Export Amplitude event data and merged user data to your Google Cloud Storage (GCS) account. Google Cloud's bucket policies let you manage and programmatically export this data into a Google Cloud bucket. From the Amplitude UI, you can set up recurring syncs as often as once per hour.

## Prerequisites

Create a GCS service account and set permissions before you configure the integration.

If you haven't already, [create a service account](https://cloud.google.com/iam/docs/creating-managing-service-account-keys) for Amplitude within the Google Cloud console.

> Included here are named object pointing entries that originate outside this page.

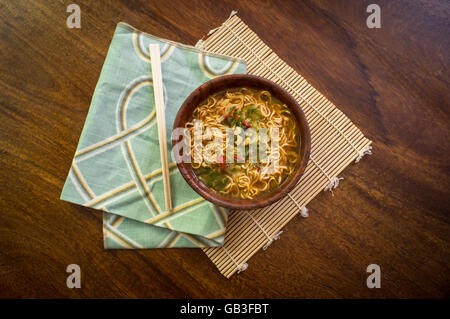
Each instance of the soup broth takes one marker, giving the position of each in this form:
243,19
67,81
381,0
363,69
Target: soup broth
244,111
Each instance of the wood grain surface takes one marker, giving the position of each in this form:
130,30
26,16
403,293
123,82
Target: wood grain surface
392,209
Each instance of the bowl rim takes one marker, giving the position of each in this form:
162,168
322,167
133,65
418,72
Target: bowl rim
186,169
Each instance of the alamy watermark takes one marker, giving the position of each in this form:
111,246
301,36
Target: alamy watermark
374,279
74,19
374,19
74,279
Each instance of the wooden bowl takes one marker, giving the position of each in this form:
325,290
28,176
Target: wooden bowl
237,81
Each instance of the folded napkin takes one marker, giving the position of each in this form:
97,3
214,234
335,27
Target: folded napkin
117,165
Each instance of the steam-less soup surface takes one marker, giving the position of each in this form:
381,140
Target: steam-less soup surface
256,166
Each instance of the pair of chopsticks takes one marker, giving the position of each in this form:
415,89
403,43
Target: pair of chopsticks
161,120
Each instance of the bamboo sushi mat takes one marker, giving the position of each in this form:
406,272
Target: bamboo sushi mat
335,143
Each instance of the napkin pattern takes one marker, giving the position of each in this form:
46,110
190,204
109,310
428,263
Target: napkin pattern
117,167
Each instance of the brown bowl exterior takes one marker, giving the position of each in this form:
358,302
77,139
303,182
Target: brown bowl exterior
236,81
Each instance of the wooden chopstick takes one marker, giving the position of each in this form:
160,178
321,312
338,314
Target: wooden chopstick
161,120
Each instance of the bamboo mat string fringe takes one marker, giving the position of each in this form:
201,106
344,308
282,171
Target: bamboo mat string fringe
303,210
239,267
271,239
335,143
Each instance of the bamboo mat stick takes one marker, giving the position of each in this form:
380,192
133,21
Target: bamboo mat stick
161,119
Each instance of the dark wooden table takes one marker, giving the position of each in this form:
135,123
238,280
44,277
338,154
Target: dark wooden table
392,209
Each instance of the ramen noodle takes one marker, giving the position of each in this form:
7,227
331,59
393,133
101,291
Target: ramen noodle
252,117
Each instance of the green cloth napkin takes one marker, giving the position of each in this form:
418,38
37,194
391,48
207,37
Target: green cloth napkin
117,166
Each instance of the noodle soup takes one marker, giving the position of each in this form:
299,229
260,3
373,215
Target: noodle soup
245,142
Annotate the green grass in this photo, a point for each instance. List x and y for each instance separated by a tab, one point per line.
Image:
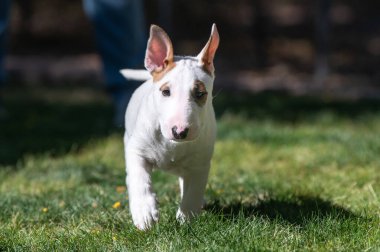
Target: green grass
288	173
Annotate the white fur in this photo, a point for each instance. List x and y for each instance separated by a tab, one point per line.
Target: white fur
134	74
149	143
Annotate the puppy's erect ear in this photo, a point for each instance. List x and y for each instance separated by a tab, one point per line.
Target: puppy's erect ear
159	51
206	56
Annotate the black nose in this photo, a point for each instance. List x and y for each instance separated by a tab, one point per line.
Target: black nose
180	135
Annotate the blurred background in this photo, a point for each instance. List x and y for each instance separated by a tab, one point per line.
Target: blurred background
54	99
318	47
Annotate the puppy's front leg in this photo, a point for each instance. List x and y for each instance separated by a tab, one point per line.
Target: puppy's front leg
142	200
192	187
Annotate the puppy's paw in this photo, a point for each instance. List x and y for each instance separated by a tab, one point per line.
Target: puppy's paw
144	212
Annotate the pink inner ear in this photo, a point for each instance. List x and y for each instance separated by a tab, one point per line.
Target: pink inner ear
158	51
155	55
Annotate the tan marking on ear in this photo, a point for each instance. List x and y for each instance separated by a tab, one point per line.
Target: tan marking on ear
159	75
208	70
164	86
199	87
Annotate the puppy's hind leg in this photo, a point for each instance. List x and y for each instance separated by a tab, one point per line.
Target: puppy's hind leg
142	200
192	187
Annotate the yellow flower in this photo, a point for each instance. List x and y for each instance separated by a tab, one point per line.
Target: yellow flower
121	189
116	205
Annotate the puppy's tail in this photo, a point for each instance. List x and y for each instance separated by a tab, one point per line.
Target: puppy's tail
133	74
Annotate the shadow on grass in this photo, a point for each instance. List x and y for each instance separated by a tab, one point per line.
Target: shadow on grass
36	126
298	211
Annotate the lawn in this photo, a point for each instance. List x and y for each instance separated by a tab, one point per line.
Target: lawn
288	173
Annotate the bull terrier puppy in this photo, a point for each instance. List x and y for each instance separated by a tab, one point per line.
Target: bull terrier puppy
170	125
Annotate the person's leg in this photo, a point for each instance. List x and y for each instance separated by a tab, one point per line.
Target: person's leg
121	40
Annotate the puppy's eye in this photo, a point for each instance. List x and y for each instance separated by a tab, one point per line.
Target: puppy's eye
166	92
200	94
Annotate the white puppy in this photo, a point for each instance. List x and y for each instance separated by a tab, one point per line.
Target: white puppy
170	125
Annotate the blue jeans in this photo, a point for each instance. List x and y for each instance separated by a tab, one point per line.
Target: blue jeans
5	6
121	40
119	31
120	35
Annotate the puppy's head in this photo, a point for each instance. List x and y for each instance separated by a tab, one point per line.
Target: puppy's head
183	85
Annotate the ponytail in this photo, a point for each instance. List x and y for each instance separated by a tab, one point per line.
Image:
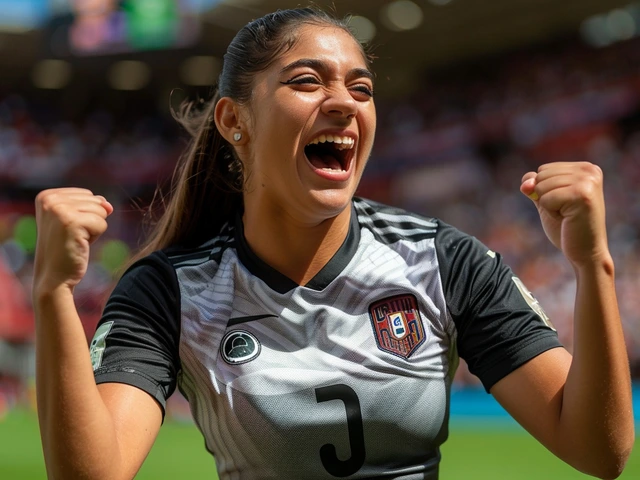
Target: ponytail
206	186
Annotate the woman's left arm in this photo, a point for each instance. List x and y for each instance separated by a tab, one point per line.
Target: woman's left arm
579	407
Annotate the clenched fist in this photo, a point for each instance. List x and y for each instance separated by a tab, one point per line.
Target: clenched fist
69	220
570	200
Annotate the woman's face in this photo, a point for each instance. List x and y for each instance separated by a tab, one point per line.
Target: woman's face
311	124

This service account lets Amplitude export your data to your Google Cloud project.

After you create a service account, generate and download the service account key file and upload it to Amplitude. Export Amplitude's account key in JSON format.

Add this service account as a member to the bucket you want to export data to. Give this member the **storage admin** role so Amplitude has the permissions to export data to your bucket.

You can also create your own role. The export process requires these permissions at minimum:

- `storage.buckets.get`
- `storage.objects.get`
- `storage.objects.create`
- `storage.objects.delete`
- `storage.objects.list`

## Set up the integration

{% callout type="note" title="" %}
You need admin privileges in Amplitude, and a role that lets you enable resources in GCS.
{% /callout %}


1. In Amplitude Data, click **Catalog** and select the **Destinations** tab.
2. In the Warehouse Destination section, click **Google Cloud Storage**.
3. On the **Getting Started** tab, select the data you want to export. You can *Export events ingested today and moving forward*, *Export all merged Amplitude IDs*, or both. For events, you can also specify filtering conditions to export only events that meet certain criteria.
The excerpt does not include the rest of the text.